Archibald Magill Fauntleroy (8 July 1837 in Warrenton, Virginia – 19 June 1886 in Staunton, Virginia) was a physician. He was born on July 8, 1836. He graduated in medicine from the University of Pennsylvania in 1856, and in 1857 entered the United States Army as assistant surgeon; but, upon the start of the Civil War, he and his brother, a lieutenant in the navy, resigned at the same time with their father, Thomas T. Fauntleroy. He became a surgeon in the Confederate army, and was president of the board for the admission of surgeons, and chief officer on the medical staff of Gen.

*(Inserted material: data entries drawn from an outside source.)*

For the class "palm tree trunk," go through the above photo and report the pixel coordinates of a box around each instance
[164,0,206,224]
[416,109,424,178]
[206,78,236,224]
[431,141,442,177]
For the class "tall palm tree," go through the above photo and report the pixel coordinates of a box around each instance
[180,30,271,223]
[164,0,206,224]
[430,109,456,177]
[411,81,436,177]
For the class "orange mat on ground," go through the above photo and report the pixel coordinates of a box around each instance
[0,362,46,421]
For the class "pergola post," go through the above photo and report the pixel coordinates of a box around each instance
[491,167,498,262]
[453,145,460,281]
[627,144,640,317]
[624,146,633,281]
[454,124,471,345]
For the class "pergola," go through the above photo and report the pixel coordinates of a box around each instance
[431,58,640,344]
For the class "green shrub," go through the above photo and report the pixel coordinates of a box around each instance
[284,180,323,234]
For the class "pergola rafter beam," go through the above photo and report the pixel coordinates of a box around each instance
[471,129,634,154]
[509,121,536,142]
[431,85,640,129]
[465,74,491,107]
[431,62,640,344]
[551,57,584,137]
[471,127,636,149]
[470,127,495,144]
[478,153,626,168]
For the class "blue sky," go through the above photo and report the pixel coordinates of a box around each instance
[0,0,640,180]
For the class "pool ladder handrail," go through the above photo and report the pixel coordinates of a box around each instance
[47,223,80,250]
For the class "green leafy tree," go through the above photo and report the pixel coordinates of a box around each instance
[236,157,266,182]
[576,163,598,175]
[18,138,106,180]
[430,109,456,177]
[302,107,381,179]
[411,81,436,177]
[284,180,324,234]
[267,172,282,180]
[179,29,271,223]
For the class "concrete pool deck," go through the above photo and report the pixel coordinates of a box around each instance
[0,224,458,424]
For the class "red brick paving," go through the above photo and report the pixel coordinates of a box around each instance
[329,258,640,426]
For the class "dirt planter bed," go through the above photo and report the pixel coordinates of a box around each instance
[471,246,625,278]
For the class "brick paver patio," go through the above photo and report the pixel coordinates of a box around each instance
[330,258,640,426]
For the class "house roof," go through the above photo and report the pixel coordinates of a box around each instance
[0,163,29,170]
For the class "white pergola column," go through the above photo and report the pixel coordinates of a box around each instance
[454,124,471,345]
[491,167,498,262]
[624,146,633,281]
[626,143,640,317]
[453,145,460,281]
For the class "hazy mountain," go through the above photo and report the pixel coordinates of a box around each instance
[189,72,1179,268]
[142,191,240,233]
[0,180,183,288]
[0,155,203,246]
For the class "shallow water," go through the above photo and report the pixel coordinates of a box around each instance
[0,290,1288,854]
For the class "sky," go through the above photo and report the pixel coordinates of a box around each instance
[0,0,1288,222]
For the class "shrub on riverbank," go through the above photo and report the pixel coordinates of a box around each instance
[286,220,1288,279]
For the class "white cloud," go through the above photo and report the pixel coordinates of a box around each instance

Joseph E. Johnston, and served with him until the battle of Seven Pines. He was then ordered to build and organize the hospitals at Danville, Virginia, and afterward had charge of the military hospital at Staunton, Virginia, until the war ended. He remained and practised at Staunton after the war, and was for several years superintendent of the lunatic asylum at that place. His contributions to medical literature include papers on potassium bromide, chloral hydrate, the use of chloroform in obstetrical practice, and a “Report upon Advance in Therapeutics,” which was printed in the Transactions of the Virginia Medical Society. He died on June 19, 1886.

==Family==
A daughter, Elizabeth Whitney Fauntleroy, married Robert Kennon Clark in November 1896. Another daughter, Catharine Brooks Fauntleroy, married Henry Clay Miller on April 8, 1902. A third daughter, Louise Conrad Fauntleroy, married Henry Hamilton Seabrook in November 1909.